Thursday, December 30, 2010

Expensive new EPA plan pushes for clean Chesapeake

A Washington Post article today describes a new EPA initiative designed to clean up the Chesapeake. While Marylanders stand to benefit if the Bay gets cleaned up, this article points out that most of the costs, which look to be well upward of $2 billion, lie with the headwater states.

Political ramifications: Maryland Governor Martin O'Malley predictably released a supportive statement, but I'm a little more surprised to see Virginia's Gov. McDonnell doing the same thing. I guess it's easier to play nice up front than to come out against the plan when it has been clear for awhile that this is where things were going.

Technical concerns: I'll have to read the report to get more details, but apparently cuts of 20-25% are called for each of nitrogen, phosphorus, and sediment. I'm not sure how they're going to monitor that, but at least the plan identifies some very specific areas such as sewage treatment in West Virginia and in Virginia as well as agricultural pollution in Maryland.

Bringing together all the stakeholders and achieving the lowest cost reductions is a huge challenge when each faces different incentives. This looks like another huge test of the command and control model of pollution control: hopefully it can succeed in spite of the high costs.

Sunday, December 19, 2010

Adjusting the demand curve

New data on the amount of emissions has pushed the Air Resources Board in Los Angeles to lower emissions standards. Usually shifts in this direction come from the business community asking for help, but this time seems different (though the cries for help are also there, which is no surprise given the economy). Environmentalists oppose the move, saying that externalities are still larger than is being acknowledged.
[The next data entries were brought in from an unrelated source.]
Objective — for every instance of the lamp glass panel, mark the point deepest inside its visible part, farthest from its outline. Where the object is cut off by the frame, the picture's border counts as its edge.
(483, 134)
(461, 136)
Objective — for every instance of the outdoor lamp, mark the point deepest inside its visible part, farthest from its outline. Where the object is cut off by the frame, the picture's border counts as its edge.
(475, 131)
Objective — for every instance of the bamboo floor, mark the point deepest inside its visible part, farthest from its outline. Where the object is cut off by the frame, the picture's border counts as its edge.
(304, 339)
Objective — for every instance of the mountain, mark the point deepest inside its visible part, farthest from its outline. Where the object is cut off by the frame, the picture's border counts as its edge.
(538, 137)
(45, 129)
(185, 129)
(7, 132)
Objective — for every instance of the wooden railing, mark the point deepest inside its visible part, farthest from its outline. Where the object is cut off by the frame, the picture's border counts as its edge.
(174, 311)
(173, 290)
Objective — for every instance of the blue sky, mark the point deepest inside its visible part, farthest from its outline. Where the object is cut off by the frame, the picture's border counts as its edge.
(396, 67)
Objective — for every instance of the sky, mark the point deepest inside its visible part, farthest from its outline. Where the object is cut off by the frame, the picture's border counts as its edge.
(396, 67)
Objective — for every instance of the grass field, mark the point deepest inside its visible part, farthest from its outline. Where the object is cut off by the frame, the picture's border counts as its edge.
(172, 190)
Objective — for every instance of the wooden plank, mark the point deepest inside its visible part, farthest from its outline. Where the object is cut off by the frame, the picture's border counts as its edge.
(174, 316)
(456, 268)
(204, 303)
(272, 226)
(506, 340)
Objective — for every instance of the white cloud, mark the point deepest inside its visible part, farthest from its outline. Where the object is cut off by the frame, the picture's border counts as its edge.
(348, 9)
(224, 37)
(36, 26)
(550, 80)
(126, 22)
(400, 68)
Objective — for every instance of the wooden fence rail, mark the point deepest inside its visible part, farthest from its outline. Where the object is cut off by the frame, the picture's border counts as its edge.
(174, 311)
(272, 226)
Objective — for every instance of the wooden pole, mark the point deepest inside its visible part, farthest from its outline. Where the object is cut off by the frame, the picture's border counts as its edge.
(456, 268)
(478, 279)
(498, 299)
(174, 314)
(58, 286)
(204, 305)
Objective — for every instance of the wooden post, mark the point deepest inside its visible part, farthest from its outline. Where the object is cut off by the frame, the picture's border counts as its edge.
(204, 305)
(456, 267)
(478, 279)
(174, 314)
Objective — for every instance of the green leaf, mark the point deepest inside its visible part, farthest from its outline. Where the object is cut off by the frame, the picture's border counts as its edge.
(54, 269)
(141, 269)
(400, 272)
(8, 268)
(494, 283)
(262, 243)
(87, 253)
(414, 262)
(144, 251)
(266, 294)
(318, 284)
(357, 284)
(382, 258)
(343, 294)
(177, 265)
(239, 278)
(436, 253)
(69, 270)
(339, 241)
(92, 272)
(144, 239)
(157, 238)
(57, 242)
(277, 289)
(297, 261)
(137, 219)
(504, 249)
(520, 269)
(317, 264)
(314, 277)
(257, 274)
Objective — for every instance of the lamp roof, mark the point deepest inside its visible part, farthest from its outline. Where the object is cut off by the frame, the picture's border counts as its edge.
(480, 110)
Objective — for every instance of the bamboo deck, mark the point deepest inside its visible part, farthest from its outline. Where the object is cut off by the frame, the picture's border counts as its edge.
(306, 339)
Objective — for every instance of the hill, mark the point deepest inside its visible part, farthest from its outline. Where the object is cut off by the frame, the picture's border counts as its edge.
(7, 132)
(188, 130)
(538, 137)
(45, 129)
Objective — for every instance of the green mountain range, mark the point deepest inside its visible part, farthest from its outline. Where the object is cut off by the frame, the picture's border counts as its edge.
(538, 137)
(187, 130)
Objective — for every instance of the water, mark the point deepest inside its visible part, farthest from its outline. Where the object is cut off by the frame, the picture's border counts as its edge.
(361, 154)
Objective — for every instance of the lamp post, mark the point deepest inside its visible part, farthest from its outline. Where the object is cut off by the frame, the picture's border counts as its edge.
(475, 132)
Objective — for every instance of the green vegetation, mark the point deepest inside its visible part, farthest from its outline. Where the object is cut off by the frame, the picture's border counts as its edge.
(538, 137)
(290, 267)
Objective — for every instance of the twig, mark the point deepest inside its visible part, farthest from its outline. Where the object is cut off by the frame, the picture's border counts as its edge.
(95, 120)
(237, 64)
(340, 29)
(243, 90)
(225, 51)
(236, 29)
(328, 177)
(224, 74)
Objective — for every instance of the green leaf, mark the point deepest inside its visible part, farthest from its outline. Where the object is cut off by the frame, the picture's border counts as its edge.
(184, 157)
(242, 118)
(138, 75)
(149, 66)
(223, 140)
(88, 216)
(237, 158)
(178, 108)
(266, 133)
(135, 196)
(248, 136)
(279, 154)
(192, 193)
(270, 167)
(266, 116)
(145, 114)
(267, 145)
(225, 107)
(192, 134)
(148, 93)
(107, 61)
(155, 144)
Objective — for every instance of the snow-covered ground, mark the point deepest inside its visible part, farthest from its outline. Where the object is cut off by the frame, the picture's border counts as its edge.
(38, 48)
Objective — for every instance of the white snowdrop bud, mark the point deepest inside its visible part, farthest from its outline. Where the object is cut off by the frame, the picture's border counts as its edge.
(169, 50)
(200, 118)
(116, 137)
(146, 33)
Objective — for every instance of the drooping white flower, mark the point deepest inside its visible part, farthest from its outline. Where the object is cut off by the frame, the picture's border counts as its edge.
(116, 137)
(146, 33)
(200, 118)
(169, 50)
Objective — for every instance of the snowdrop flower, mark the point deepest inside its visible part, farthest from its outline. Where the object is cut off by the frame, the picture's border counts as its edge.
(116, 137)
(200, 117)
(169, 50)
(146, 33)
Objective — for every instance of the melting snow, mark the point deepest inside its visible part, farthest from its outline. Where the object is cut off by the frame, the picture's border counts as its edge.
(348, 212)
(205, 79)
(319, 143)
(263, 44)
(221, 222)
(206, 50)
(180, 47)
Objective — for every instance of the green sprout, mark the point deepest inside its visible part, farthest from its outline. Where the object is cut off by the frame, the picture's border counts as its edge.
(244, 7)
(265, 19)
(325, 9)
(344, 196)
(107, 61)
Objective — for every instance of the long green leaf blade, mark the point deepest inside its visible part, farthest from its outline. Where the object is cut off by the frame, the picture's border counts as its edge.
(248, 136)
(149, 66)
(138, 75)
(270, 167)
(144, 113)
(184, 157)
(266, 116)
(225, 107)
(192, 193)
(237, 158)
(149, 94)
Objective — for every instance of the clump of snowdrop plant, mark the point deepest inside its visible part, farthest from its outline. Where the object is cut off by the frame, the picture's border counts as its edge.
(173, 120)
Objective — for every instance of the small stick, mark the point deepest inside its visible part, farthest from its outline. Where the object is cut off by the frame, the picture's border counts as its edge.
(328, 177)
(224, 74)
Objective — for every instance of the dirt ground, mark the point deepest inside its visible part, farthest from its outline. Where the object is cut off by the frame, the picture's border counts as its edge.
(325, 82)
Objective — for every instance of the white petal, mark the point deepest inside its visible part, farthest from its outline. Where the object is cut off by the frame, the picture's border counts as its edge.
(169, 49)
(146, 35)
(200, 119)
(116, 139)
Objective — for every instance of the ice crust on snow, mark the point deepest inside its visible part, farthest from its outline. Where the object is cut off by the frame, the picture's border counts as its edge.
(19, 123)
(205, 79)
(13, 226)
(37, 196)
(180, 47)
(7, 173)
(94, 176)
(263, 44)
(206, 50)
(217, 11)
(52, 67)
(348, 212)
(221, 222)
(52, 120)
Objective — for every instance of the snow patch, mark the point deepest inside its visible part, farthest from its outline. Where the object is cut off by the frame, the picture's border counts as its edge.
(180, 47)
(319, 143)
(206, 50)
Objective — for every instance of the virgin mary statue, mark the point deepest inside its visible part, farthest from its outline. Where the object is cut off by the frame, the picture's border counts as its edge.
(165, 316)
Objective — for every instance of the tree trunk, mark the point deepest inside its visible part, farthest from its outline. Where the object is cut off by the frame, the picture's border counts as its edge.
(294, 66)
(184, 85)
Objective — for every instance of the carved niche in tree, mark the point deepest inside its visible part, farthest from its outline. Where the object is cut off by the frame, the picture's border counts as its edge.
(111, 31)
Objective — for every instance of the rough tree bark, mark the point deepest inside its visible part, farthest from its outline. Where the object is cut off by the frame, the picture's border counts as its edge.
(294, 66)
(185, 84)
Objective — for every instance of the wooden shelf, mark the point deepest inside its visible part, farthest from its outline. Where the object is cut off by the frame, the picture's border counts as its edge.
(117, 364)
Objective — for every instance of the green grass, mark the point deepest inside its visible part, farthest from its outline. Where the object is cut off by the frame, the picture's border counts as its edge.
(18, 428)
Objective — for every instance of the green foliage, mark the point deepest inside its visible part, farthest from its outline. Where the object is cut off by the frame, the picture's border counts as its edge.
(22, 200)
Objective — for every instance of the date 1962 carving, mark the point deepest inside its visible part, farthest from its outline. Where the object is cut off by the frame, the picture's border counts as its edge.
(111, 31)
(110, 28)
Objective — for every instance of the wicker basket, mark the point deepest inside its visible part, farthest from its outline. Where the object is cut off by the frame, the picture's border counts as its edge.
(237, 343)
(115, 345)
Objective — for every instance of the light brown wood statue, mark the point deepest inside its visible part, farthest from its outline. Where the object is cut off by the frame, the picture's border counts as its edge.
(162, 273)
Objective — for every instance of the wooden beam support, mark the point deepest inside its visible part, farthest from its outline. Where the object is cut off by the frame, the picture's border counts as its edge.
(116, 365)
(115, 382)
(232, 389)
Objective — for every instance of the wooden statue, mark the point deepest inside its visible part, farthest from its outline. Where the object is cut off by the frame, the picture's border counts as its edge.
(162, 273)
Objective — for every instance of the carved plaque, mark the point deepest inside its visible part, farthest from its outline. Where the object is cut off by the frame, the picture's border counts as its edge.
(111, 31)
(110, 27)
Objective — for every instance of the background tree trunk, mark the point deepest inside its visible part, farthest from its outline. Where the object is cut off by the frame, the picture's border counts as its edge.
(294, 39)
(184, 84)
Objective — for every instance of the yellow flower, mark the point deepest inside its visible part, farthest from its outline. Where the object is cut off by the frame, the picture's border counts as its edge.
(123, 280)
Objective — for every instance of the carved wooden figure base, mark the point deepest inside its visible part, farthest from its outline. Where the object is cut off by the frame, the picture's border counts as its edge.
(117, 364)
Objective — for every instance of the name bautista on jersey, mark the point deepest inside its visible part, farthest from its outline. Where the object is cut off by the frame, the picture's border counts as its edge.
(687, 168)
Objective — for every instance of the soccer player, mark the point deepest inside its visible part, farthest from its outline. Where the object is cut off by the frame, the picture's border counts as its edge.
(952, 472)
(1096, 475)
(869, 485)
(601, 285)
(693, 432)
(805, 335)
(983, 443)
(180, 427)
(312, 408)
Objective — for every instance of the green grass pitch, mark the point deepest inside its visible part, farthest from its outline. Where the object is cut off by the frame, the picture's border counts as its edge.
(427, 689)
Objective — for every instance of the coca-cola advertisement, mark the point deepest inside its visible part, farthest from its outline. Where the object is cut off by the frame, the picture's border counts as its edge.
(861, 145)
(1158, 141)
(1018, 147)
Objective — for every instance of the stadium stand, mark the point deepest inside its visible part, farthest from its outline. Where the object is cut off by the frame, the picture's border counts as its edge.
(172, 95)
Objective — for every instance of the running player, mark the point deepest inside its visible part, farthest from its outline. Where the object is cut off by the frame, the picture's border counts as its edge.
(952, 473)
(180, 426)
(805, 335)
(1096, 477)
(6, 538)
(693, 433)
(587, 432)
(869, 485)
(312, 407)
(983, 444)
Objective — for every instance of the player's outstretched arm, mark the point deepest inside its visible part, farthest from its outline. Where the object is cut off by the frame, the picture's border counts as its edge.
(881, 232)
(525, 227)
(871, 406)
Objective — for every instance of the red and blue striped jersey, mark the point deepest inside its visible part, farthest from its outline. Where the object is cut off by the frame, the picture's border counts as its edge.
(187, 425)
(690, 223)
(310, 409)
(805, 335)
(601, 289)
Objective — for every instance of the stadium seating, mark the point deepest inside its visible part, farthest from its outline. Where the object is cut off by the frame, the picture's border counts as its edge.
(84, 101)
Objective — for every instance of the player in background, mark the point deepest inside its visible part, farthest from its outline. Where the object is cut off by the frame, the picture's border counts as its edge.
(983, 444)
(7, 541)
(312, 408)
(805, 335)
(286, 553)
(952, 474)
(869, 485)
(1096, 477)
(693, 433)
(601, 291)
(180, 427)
It's always tough to find an equilibrium when the market's not there to help.

Thursday, December 16, 2010

Externalities are irrelevant

William Baumol has a cute comment in a recent review of his life's work:

I remember once asking Hayek whether, in the real world, externalities could justify some government intervention in the marketplace. He replied that this was true in theory but so rare and insignificant in practice that it hardly merited attention.

Wednesday, December 15, 2010


Another basic principle of resources in the same newspaper today: clean energy suppliers should be worried, apparently, because some of the raw materials they use in making products such as compact fluorescent light bulbs come mostly from China. In other news, we can mine them here, but it's not worth it, apparently even with China slapping a hefty tax on exports.

If it's cheaper to do it over there, the market says to do it over there. Yes, economic models will be off by the way they assume away the costs of getting back into the mining game, but is that so huge? Seems to me that if and when it's worthwhile, we'll do it, but apparently it's not worth it even for CFL manufacturers to get into the business. If they aren't worried about it enough to secure their own supplies, should the rest of us be?

When one resource gets depleted it gets more expensive, and when it's more expensive people look for alternate sources. The alternate source is called a "backstop." In this case it looks like US rare earths are a backstop for Chinese rare earths.

Economics: making tough choices

I'm finally done with giving grades and it's time for me to turn my attention to preparing for next semester, when I'll be teaching Resource Economics. That class starts off by looking at tough choices, and there's a great example of that in today's NYT. Water in California is scarce and most likely getting scarcer. So how can they balance the needs of their population for water for household use, with the needs of an endangered species of fish, with the demands of one of the country's most productive agricultural regions? The job of an economist is to sort these things out based on the estimated benefits of all of these uses: where will the marginal impact of lost water be felt the least? Of course, in this case and many others economists really aren't called upon: the stakes are high enough that no one wants a (relatively!) objective analysis. That's when politics takes over, for better or for worse.

Friday, December 10, 2010

Should society pay millions per life to save lives?

It's not often that the tradeoffs are made so clear in the mainstream media. Today's NYT:

The delayed smog rule would lower the allowable concentration of airborne ozone to 60 to 70 parts per billion from the current level of 75 parts per billion, putting several hundred cities in violation of air pollution standards. The agency says that the new rule would save thousands of lives per year but cost businesses and municipalities as much as $90 billion annually.